John Norris is the only gubernatorial candidate who is using Storm Lake as the centerpiece of his campaign. Everywhere he goes, and he goes to rural places first, he talks about how immigration is the future of small towns and county seats.
“I was asked what is the one issue I am willing to lose over. That’s it: immigration. As a state we’ve got to get over this hurdle of welcoming new people. That’s what I just told the Clinton Hall of Fame Dinner in Des Moines, a place where there were no people of color in the room, I don’t think. You have to tell them why it’s important. More of us have to speak out.”
He did it again over the weekend during a Democratic gubernatorial forum. Norris ripped into Gov. Kim Reynolds for inviting Rep. Steve King to be her campaign co-chair. “That is an outrageous statement by you of who we are as a state and his racist comments. It’s damaging to our state. The growth that we’re having in rural populations is coming from immigrants.”
He said the two big issues he is raising that others are not are poverty and immigration. Each has profoundly rural implications as jobs and support systems erode, except in places like Storm Lake. He said it frustrates him that the other candidates aren’t focusing on it. His other big issue is saving rural Iowa, where he decries “high-input, low-output, no-profit agriculture.”
Norris knows what he is talking about. His dad lost the farm near Red Oak during the 1980s. He was chief of staff to Tom Vilsack when he was governor and US secretary of agriculture. He went broke running a restaurant in Greenfield as the town fell apart around him during the Farm Crisis.
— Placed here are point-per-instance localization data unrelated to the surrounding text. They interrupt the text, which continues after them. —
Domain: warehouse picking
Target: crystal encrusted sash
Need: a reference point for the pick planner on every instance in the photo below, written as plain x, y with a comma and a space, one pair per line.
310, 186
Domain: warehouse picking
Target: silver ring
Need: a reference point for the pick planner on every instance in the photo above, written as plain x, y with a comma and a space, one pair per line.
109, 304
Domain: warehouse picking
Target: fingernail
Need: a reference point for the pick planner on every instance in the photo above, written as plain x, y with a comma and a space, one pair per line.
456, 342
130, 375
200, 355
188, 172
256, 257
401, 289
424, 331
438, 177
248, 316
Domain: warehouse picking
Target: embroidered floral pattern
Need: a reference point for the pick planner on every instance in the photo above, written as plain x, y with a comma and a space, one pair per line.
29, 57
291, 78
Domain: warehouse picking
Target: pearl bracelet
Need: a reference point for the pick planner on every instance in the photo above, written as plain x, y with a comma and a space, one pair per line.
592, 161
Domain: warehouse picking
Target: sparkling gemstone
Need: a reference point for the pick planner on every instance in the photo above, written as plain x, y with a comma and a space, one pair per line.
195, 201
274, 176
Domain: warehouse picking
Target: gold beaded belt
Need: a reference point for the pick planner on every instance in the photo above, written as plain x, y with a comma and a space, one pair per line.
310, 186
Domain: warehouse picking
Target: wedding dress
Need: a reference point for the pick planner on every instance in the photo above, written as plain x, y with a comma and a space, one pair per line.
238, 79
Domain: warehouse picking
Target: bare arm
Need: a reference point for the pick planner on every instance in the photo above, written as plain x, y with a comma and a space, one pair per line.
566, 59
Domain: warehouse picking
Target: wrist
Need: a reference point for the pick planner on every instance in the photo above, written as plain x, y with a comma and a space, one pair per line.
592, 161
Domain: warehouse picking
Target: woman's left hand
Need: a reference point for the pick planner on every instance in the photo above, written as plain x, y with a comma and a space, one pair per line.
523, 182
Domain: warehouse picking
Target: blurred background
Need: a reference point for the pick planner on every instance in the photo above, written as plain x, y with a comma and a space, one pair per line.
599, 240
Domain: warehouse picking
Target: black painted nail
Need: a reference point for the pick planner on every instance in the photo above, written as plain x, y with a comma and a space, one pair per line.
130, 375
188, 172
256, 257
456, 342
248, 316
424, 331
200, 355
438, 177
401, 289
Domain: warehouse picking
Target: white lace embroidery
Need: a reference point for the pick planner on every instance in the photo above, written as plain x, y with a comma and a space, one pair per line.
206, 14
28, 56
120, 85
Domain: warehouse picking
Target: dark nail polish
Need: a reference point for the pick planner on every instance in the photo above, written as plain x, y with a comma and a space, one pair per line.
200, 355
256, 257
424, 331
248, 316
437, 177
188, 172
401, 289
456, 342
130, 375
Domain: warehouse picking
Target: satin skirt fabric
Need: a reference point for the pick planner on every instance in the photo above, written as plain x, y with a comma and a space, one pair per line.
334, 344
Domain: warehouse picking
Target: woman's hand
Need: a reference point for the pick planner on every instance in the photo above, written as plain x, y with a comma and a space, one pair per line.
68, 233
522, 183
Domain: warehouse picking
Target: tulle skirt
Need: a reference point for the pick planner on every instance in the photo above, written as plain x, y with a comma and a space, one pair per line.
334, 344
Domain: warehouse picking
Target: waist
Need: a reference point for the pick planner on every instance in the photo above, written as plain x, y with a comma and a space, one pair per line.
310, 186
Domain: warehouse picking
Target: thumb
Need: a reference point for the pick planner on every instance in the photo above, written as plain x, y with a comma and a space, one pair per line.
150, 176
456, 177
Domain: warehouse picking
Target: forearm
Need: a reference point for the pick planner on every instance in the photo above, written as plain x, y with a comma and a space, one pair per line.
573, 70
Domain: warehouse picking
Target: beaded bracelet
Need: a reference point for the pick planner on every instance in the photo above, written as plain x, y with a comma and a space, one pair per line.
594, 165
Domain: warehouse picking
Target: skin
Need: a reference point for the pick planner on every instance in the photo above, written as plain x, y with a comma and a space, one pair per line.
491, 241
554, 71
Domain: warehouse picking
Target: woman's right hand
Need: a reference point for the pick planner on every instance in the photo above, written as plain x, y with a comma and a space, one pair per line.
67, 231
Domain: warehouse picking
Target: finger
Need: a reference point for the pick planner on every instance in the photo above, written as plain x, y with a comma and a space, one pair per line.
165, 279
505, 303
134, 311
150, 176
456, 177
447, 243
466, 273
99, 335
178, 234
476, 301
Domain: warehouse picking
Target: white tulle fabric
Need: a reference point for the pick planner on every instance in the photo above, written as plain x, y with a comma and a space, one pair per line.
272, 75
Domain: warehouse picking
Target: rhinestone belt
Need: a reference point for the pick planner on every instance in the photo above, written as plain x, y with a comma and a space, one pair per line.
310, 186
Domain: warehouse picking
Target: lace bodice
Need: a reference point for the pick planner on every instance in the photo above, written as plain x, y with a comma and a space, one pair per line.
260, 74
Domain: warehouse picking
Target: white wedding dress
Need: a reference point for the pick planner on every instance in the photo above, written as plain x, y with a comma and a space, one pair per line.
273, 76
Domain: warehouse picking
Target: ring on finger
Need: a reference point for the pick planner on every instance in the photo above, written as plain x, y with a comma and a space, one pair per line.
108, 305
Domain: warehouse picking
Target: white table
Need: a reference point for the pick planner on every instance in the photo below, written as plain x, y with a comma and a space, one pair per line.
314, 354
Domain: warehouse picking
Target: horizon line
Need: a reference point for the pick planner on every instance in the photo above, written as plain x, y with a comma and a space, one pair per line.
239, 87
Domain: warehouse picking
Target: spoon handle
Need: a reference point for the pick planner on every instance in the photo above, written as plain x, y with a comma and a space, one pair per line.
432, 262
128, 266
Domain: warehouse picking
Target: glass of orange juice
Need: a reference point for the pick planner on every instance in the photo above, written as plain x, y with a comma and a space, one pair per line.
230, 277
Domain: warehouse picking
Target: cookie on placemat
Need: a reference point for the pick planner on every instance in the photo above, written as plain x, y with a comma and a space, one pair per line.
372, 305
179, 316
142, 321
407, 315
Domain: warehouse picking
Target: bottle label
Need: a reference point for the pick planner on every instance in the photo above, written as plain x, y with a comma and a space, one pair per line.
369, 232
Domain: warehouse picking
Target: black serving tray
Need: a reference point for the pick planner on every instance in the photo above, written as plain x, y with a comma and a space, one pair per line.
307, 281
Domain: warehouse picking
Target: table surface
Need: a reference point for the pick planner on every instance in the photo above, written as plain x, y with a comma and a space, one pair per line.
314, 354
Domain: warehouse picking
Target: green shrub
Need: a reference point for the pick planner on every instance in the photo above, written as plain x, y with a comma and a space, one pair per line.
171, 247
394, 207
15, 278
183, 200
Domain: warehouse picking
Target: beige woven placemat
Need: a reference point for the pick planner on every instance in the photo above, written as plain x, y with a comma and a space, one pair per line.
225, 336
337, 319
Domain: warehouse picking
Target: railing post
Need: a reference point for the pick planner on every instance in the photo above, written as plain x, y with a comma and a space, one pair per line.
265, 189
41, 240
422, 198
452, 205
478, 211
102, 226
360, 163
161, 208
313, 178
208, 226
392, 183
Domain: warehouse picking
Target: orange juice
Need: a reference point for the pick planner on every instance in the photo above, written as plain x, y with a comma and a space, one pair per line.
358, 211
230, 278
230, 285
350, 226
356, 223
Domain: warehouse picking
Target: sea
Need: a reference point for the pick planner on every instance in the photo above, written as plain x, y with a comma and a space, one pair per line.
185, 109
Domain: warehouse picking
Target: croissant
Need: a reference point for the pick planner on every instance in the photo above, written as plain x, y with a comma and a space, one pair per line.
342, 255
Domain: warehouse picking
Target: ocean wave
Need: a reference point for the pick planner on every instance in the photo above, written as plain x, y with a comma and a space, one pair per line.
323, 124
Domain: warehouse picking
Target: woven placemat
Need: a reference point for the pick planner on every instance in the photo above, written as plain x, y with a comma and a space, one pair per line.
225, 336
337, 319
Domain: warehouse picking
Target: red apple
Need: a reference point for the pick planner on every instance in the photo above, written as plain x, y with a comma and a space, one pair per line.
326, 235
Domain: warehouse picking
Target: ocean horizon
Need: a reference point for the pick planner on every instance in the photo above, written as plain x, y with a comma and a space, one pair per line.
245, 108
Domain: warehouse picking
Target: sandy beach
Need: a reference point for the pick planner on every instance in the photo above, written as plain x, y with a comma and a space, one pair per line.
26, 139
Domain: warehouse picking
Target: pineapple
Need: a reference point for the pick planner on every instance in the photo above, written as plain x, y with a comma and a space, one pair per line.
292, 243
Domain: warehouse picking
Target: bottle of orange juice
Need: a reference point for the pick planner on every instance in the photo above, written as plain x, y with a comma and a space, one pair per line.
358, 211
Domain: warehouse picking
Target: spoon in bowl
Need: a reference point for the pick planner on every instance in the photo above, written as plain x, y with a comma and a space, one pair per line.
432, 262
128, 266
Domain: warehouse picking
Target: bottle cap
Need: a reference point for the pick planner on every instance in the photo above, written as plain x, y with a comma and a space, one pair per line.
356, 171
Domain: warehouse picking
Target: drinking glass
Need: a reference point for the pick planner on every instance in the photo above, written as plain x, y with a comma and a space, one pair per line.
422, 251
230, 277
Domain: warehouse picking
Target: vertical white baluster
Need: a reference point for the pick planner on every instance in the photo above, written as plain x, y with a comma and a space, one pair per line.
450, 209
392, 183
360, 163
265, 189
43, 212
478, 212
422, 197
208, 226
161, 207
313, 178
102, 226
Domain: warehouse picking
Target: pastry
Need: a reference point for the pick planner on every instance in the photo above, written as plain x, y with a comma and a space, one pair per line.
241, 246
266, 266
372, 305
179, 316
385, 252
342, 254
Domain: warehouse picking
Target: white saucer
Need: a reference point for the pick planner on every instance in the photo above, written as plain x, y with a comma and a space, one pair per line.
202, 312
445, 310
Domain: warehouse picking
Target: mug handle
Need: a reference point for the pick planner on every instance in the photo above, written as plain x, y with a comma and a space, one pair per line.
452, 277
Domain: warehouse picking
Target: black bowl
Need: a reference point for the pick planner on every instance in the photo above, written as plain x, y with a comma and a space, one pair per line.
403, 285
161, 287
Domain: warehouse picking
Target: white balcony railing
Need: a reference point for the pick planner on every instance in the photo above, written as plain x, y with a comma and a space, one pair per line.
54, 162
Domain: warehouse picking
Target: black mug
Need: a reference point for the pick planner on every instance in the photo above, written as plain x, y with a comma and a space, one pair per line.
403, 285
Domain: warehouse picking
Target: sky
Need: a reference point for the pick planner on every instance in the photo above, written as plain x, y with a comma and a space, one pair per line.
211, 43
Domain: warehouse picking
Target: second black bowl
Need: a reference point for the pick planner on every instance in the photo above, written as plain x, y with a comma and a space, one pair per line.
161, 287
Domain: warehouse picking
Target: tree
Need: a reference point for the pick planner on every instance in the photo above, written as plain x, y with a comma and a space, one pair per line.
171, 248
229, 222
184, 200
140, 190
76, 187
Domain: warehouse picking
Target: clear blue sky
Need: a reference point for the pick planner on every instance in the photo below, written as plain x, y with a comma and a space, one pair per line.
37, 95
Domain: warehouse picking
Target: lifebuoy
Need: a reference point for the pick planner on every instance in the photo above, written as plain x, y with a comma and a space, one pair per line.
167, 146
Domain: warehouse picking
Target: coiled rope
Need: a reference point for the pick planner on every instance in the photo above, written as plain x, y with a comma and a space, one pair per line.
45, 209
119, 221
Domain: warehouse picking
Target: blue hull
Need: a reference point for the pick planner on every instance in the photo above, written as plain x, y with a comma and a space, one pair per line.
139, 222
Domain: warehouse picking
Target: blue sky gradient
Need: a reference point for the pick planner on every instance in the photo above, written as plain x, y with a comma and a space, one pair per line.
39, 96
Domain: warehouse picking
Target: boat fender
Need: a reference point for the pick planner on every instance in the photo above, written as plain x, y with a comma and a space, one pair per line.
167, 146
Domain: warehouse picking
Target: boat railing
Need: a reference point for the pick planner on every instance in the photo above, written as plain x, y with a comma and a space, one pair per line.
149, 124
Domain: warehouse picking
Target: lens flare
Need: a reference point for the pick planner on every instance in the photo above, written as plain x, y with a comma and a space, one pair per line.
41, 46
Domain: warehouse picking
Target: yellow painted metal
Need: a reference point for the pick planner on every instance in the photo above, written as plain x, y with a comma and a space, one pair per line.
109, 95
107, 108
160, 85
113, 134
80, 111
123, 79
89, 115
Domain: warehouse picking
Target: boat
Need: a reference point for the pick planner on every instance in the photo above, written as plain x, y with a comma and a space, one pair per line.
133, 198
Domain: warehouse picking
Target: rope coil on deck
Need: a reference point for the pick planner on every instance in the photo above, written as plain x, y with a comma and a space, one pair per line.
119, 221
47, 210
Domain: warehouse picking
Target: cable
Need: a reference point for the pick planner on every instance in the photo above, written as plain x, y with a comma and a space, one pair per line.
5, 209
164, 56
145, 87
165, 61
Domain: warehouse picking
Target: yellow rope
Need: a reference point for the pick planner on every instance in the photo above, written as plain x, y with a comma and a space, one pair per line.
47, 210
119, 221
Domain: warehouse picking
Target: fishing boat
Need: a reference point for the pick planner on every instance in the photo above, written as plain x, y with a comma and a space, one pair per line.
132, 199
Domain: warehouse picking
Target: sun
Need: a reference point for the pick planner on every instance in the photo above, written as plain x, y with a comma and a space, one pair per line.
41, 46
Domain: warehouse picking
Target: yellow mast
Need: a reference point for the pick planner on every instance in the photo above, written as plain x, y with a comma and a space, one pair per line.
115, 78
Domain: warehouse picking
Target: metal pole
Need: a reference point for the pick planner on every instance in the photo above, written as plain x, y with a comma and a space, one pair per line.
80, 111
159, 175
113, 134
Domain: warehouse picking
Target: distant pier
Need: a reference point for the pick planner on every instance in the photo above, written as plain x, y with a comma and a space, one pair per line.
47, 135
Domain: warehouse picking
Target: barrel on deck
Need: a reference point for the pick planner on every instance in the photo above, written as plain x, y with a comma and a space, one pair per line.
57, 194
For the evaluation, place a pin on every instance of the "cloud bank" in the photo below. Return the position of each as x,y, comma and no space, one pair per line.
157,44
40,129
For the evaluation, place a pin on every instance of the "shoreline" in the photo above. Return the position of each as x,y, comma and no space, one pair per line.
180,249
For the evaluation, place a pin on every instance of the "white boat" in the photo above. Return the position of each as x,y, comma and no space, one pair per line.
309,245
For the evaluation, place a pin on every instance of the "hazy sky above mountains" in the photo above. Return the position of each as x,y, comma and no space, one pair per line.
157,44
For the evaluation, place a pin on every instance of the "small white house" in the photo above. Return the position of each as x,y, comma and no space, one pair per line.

He says his biggest turnouts are in rural areas where his message gets “a very strong reception, admittedly from Democratic activists.”
No other candidate is talking to the traditional Iowa Democratic base like Norris. That’s one reason the Iowa Republican Party is sending out emails nearly every week thrashing Norris and nobody else lately — they know he is on the right track and they are afraid of him.
Yet he is having a hard time getting his message through.
Norris is near the bottom in fundraising. Fred Hubbell is spending millions of his own on TV ads, while Nate Boulton and Cathy Glasson have sucked up all the labor money.
Norris gets oxygen from debates and free ink in the newspaper. But the press is barely covering the race, the political reporting corps is so thinned out these days. The only message is the Hubbell TV ads, which are good. That’s not necessarily healthy for the brand going into a general election absent a full-throated debate about what a Democrat can do to turn around this flailing state.
The Davenport debate wasn’t a debate at all. No sharp elbows were allowed. Norris could not take on Hubbell, populist vs. scion of Des Moines business. The next debate is tonight on Iowa Public Television. Norris said he will take off the gloves if given the opportunity.
“Campaigns are how you move people,” Norris said.
It’s a shame. Democrats cannot win statewide office without a showing up in rural areas. Norris is telling people in Wright County that they should be talking to the folks in Storm Lake and Sioux Center so they can deal with a new pork plant that will bring an influx of immigrants. Either you can make the most of it, like Storm Lake, he told them, or not.
“That got a great response. It always does,” Norris said.
The June 5 primary is knocking. Nobody else is talking about sustainable agriculture or nitrate pollution, or the real problems that Iowa farmers face in managing resources because nobody else understands it like Norris.
He knows that Steve King animates progressive voters in rural areas. He is banking on it in the primary. If no candidate gets more than 35% the nomination is thrown to the state convention, where Norris thinks he has a fighting chance with the activists who get elected to the convention. One poll shows Hubbell at 40%, but who knows what it means when nobody has heard of Andy McGuire or Norris. Who actually shows up June 5? Nate Boulton claims to have the convention delegates, should it get that far. Again, who really knows?
One candidate is going for broke with rural Iowa, a familiar theme. The others are working on Dubuque, Iowa City and Des Moines where all the Democrats live. If the message is that rural is not worth our time or effort, get comfortable with Kim Reynolds at the Monday morning press conference in the Capitol. It will be a familiar sight. And if progressives thought she was tough as an appointee, wait until she claims a mandate.
Rural votes swing Iowa elections. Democrats have a hard time with that fact. It shows in the primary campaign so far.
Art Cullen, managing editor of The Progressive Populist, won the 2017 Pulitzer Prize for editorial writing in his day job as editor of The Storm Lake (Iowa) Times. He also received the Tom and Pat Gish Award from the Institute for Rural Journalism and Community Issues at the University of Kentucky, and the Milton D. Hakel Award for Excellence in Agricultural Communications from the National Farmers Union. His book, Storm Lake: A Chronicle of Change, Resilience, and Hope from a Heartland Newspaper, will be published by Viking Press in October.